5. Schedule next meeting
Schedule for March 2009:
Monday Mar. 30, 2009, 10:30 AM EDT (15:30 BST)
We will be on British Summer Time next week, so "normal" times are resumed.
Schedule for April 2009:
Monday Apr. 6, 2009, 10:30 AM EDT
Monday Apr. 13, 2009, 10:30 AM EDT
Monday Apr. 20, 2009, 10:30 AM EDT
Monday Apr. 27, 2009, 10:30 AM EDT
6. Any other business
- [Ian] Next week I'd like to be able to take a look at what 1149.7 might mean
for SJTAG. Patrick and Adam are both keen be involved in that discussion.
- [Brad] I've already bees asked if this means we only need two pins in the
backplane now!
- [Harrison] It's interesting that it is coming from that angle; I've seen some
movement in the area I'd expect to see earliest uptake, the mobile market.
- [Ian] I'd expect that too.
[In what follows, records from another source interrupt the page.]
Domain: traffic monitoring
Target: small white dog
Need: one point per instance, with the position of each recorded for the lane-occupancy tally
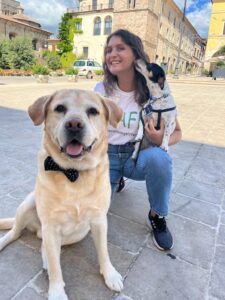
(161, 104)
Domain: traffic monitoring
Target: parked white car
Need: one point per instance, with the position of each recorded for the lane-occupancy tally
(87, 67)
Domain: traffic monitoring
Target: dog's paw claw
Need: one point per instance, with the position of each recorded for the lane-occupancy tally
(114, 280)
(57, 295)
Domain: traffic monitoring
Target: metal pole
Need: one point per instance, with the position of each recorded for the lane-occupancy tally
(176, 74)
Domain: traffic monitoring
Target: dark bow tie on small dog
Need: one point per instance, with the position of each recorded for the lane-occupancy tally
(51, 165)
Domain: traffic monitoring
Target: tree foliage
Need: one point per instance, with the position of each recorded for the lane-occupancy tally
(66, 43)
(4, 50)
(17, 53)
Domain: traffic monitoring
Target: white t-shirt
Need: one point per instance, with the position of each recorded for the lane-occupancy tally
(128, 126)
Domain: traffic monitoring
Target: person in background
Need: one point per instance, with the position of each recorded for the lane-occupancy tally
(127, 87)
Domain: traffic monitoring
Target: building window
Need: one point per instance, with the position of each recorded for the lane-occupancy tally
(94, 4)
(108, 25)
(111, 3)
(12, 35)
(78, 26)
(34, 44)
(97, 26)
(85, 52)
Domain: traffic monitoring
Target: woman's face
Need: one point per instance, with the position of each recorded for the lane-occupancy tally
(119, 56)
It's probably the area where the reduced pin count
has the highest impact. For many backplanes saving a couple of pins might not
be such a big deal.
- [Brad] I'm talking about products that are already short of pins for JTAG.
- [Tim] And pins can add up, if you need to have more than one TAP.
- [Harrison] The biggest investment is to get it inside the chip.
- [Ian] I also wanted to get back to the Operating Procedures, but I'm not going
to hold up the technical discussions for that. We'll just see how time goes.
7. Review new action items
None.
8. Adjourn
Moved to adjourn at 11:25 AM EDT by Peter, seconded by Tim.